There are two lessons to draw from this.
- First, a CGT rate cut can only lead to a rise in CGT receipts if there are large accrued but unrealised gains, and current CGT rates are operating to disincitivise realisation. That isn't necessarily always the case; you'd need to be satisfied that those conditions prevail now before cutting the CGT rate.
- Secondly, the rise in CGT receipts will be temporary. All other things being equal, after a year or two you would expect to experience a decline in CGT receipts — you've cleared out the backlog of accrued gains, and newly-accruing gains are being taxed at the new, lower rate. And that's exactly what happened with the McCreevy cuts — a rise in CGT receipts for two or three years, followed by a reduction. (Receipts rose again from 2003 onwards, but that was because of asset price inflation.)
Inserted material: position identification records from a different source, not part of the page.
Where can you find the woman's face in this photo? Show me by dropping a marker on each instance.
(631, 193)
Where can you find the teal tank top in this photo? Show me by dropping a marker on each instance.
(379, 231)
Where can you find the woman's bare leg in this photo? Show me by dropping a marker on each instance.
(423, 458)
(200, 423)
The second point means that there is a long-term tax cost to the exercise. This is, all going well, masked in the early years by the flushing out of accrued gains, but that is only temporary. If you're going to suffer a tax cost for this, you want to make sure that it goes towards acheiving your objective of stimulating more housing construction.
How did the McCreevy CGT cut affect the rate of housing construction? It didn't, basically. The rate of housing construction, having been static for over a decade, increased steadily from 1993 onwards, and that rate of increase persisted until 2003, after which it rose sharply. The CGT rate cut in 1997 doesn't appear to have had any great effect on the rate of housing construction; there's no evidence that the 40% CGT rate constrained housing construction in the years before 1997, or that the reduction to 20% stimulated housing constructin in the years after 1997. If the rate cut had been presented as a measure to stimulate housing construction, it would have been judged a failure.
History suggests, then, that an across-the-board CGT rate cut is not an efficient or effective way of generating more housing. The reason for this is fairly obvious; most of the assets disposed of to take advantage of the rate cut are not development land. A deeper rate cut, but applying only to development land, looks like a more efficient way to target the policy outcome; a rate cut applying only to development land that did in fact get developed would be more efficient still.
(But no CGT rate cut will be effective unless the problem, or one of the problems, is that the owners of development land are being constrained from make it available for development by the current CGT rate. While that's not implausible, you can't just assume that it's true. If there are othe obstacles, and you don't identify and address them, even a targetted CGT rate cut is not going to acheive very much.)